My grandparent have 2 sons and 2 daughter. The eldest son love to drink alcohol and come home only at night... very late... He doesn't work and will never work. The younger son...which is one of my best uncle... died last year.... he fainted at his house and left this world peacefully... The eldest sister is my mother... she is working as a housewife but her monthly income is only $600. But frankly speaking... it's not enough... my dad have to give my mum $600 every month because it's ordered by the court... if he failed to do so, my dad will have to go to jail. In addition, the $600 is not only for my mum to spend... 600 includes my brother's milk powder....pampers...etc...and my expenses...
Because I know this $600 is not enough for my mum, I quit drinking alcohol...
So this means my mum can't contribute to my grandparent too. The younger daughter is my auntie. She is very kind... but she is not working also... previously she worked in uni-qlo... the famous Japanese clothes shop. But she quit recently...
So anyway, I always thought it's because my grandmother is scared of no income that's why she started to dislike my grandfather. But today... I found out the truth that I am wrong... something actually happened to make my grandmother dislike my grandfather. After knowing the truth... I am on my grandfather's side. Sigh... they have been husband and wife for so many years already... is it really necessary to take each other as enemy? sigh.. the worst thing is I can't do anything to help...

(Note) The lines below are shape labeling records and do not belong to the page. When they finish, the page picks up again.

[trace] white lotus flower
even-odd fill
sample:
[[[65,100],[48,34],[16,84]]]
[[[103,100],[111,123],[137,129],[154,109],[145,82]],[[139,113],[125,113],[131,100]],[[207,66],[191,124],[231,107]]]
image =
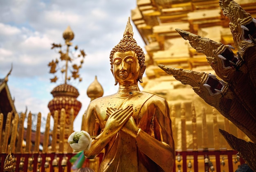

A couple with no trust... with no love... the case is 100% close.
My grandfather had intention to commit suicide long ago because he finds it difficult to bare with my grandmother. sigh... with so many problems facing me... with so many truth that I am not known... what can I as a small boy do? I am getting weaker and weaker day by day... I have been sandwiched...
My grandpa wanted to quarrel with my grandma over a small matter today..luckily my mum stopped my grandpa. Looking at his face.. I was thinking... is he really my grandpa?
Anyway... me,Riyan and my mum were walking home and as usual.. my mum will tell me story... story about my dad... story about my grandparent... all the true story that she have been crying for.
I would say truth hurts... seriously it's hurting me so badly that I can't take it anymore... I would rather my mum tell me they are false...than to face the reality...
I was told 2 facts that I can't accept. The first being why did my mum marry my dad when my mum was only 20 years old. I was shocked... seriously shocked... in the past, pregnancy before marriage is a very big issue... that's the reason why my mum married my dad...
The second being why my mum wanted to abort me in 1991. Hmm.. finally I found out the reason why today... it was a hurting truth... but luckily my mum didn't abort me...
I was wondering if in 1999 my dad died with my elder brother in Genting, how would my life and my mum's life change.
Sigh... looks like I am stress because of all these truths... I am surprised that my mum can be so strong... love you...mum...
Tomorrow 1B23 is going school to play badminton. I wish to play chinese chess with qu xin...haha... so long didn't play... I wonder if my skills have dropped. Take care!